A third tissue transplant approach by Dr. Keirstead uses olfactory ensheathing glia, or OEGs.  OEG's normally support the regeneration of olfactory neurons (smell neuron), which are the only central nervous system neurons in adult humans to regularly regenerate.  Dr. Keirstead has transplanted rat OEG's into rats and is now using human OEG's transplanted into rats as the next step toward treatments for humans.  The National Institutes of Health had been waiting for over 5 years to give a store of pure human OEG's to a scientist with a far reaching and forward thinking research program.  Dr. Keirstead, it turns out, is the scientist they were waiting for.  He has successfully grown the human OEG's in culture, no mean feat in itself, and is now transplanting these cells into rats with spinal cord injury.  Preliminary results indicate that animals with these transplants recover function much better and there is a suggestion that OEGs may play a role in bring bladder function back faster.

Rehabilitation

The RIRC will be entering into this area in the coming years.  Center Associate Dr. David Reinkensmeyer is heading the creation of a robotics rehabilitation facility here at UCI.  He is specifically interested in the area of biomechatronics, or the use of intelligent electromechanical systems to diagnose, treat and support affected functions of the human body.

Researchers at UCLA have found that the spinal cord below an injury can remember how to walk or stand, but it must be retrained to do so.  Animals with spinal cord injuries can learn to walk on a treadmill, and humans can also.  While injured individuals can not walk on their own, with body support and therapists or, even better, robots moving their legs, they can begin to retrain their muscles and nerves to produce walking movements.  This may be very important for keeping an injured individuals body ready for when treatments become available and further data suggests can help improve what function is left after injury.  Christopher Reeve's improvements may well be because of the physical therapy, including treadmill walking.

The field is currently on the threshold of major discoveries that will lead to new treatments for neurological dysfunction brought about by injury, stroke, degenerative diseases, and developmental and genetic disorders. Scientific discoveries that lead to new treatments will lead to fundamental improvements in quality of life for disabled individuals. 

The Reeve-Irvine Center is housed in the William J. Gillespie Neuroscience Research Facility in the UC Irvine Biomedical Research Center. The 78,300-square-foot, four-story facility is home to a core group of prominent scientists who integrate basic and clinical neuroscience to find causes of and cures for devastating neurological diseases, including schizophrenia, epilepsy, and Alzheimer's. In addition to the Reeve-Irvine Research Center, the Gillespie Neuroscience Research Facility also houses the Center for Brain Aging and Dementia, and the research laboratories of faculty in the departments of Neurology, Psychiatry, and Pharmacology.

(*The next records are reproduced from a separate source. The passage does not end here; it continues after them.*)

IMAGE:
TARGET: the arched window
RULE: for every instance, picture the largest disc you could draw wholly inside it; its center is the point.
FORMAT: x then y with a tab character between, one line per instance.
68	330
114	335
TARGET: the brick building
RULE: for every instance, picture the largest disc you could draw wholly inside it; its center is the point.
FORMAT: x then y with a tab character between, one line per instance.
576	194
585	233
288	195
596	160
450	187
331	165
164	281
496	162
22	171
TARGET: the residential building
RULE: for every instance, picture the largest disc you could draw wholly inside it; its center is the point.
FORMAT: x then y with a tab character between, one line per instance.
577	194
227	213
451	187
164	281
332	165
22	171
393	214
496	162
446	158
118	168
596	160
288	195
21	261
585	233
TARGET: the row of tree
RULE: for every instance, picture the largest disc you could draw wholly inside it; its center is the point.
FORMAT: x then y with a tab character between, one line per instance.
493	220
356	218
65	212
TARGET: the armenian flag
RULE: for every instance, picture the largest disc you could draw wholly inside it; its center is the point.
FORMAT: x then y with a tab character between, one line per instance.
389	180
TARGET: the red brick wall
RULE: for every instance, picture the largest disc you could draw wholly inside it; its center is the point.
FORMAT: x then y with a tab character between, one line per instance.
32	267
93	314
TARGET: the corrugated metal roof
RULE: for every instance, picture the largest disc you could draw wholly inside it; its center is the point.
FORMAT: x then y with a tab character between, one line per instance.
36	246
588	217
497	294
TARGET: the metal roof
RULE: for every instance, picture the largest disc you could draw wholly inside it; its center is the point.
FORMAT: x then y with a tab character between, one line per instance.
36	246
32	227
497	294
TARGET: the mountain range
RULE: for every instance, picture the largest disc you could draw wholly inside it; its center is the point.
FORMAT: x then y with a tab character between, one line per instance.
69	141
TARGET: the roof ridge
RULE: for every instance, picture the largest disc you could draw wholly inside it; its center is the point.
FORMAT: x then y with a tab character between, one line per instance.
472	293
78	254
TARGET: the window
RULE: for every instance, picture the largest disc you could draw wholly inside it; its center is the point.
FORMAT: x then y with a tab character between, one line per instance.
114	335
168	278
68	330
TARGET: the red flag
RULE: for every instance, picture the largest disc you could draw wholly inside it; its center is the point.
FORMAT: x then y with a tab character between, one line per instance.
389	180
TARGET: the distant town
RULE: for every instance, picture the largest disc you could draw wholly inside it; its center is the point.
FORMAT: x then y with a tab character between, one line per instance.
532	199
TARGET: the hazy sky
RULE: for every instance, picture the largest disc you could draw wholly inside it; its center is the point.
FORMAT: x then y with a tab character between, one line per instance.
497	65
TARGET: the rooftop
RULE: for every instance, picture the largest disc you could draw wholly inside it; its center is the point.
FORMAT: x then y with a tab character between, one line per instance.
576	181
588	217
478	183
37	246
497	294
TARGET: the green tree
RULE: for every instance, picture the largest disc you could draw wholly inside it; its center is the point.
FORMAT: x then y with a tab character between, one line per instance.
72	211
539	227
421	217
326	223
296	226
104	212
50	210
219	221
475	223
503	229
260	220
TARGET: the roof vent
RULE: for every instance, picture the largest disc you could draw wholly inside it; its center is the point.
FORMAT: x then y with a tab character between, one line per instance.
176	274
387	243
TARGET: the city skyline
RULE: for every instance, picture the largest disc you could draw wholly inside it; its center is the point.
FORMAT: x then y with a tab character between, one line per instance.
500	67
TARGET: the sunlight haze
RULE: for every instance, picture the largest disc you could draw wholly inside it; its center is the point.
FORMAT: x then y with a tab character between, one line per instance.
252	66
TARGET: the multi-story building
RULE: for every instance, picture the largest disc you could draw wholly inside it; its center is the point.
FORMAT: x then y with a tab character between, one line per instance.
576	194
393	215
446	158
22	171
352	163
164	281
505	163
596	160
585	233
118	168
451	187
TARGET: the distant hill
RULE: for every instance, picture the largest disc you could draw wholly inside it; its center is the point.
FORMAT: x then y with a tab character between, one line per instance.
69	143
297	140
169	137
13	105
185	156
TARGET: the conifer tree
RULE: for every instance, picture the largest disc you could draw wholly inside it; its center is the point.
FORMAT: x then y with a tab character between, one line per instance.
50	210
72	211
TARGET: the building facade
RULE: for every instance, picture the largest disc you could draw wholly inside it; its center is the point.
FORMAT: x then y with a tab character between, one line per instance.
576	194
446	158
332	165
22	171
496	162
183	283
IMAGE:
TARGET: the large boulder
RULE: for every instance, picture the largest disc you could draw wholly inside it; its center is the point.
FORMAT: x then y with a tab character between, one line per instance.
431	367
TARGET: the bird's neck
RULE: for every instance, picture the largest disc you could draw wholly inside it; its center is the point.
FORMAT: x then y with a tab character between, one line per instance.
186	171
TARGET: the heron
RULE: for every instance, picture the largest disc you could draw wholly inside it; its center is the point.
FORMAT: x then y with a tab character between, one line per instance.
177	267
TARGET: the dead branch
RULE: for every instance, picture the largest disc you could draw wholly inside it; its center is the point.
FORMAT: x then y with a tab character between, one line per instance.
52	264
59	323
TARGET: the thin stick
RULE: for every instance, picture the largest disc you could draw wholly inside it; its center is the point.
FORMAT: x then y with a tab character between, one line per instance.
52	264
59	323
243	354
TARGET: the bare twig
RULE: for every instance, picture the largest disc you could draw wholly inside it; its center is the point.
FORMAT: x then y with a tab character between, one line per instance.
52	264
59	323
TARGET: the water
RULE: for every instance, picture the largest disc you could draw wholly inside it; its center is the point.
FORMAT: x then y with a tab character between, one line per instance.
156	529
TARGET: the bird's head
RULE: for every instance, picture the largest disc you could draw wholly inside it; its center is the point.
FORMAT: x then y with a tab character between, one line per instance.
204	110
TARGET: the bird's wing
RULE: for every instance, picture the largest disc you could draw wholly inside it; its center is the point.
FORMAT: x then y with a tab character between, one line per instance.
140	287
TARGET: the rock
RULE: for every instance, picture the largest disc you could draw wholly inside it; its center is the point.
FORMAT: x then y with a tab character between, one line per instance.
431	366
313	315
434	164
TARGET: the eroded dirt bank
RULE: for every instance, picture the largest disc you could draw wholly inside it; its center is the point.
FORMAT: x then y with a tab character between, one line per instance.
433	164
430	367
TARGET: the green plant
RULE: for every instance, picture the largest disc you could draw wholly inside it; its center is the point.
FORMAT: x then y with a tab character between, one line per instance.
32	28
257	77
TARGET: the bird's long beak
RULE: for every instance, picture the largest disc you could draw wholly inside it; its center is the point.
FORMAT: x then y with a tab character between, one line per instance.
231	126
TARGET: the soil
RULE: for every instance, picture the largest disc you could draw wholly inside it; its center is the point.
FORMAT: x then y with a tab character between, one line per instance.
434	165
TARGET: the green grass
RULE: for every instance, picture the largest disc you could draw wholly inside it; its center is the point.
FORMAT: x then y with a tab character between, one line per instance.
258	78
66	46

The architecture of the building is specifically designed to maximize interactions.  Each floor is made up of two major suites of laboratories that are interconnected; there are no walls separating the various laboratory groups.  Shared equipment is located in a central area that includes large open hallways that interconnect the two suites.  The offices are arrayed around a central atrium open to all floors, and each floor contains "social areas" where personnel from the different laboratories gather. 

The group of researchers housed in the Gillespie Neuroscience Research Facility represents a part of the broader neuroscience community at UCI. Faculty with research programs related to nervous system development are located in the department of Developmental and Cell Biology and the department of Neurobiology and Behavior, both of which are located on Arts and Sciences campus. Faculty in these departments are Associates of the Reeve-Irvine Research Center. Interactions among the personnel of the participating labs occur on a daily basis, due to the existence of numerous collaborative projects, cooperatively taught courses, and topical seminars.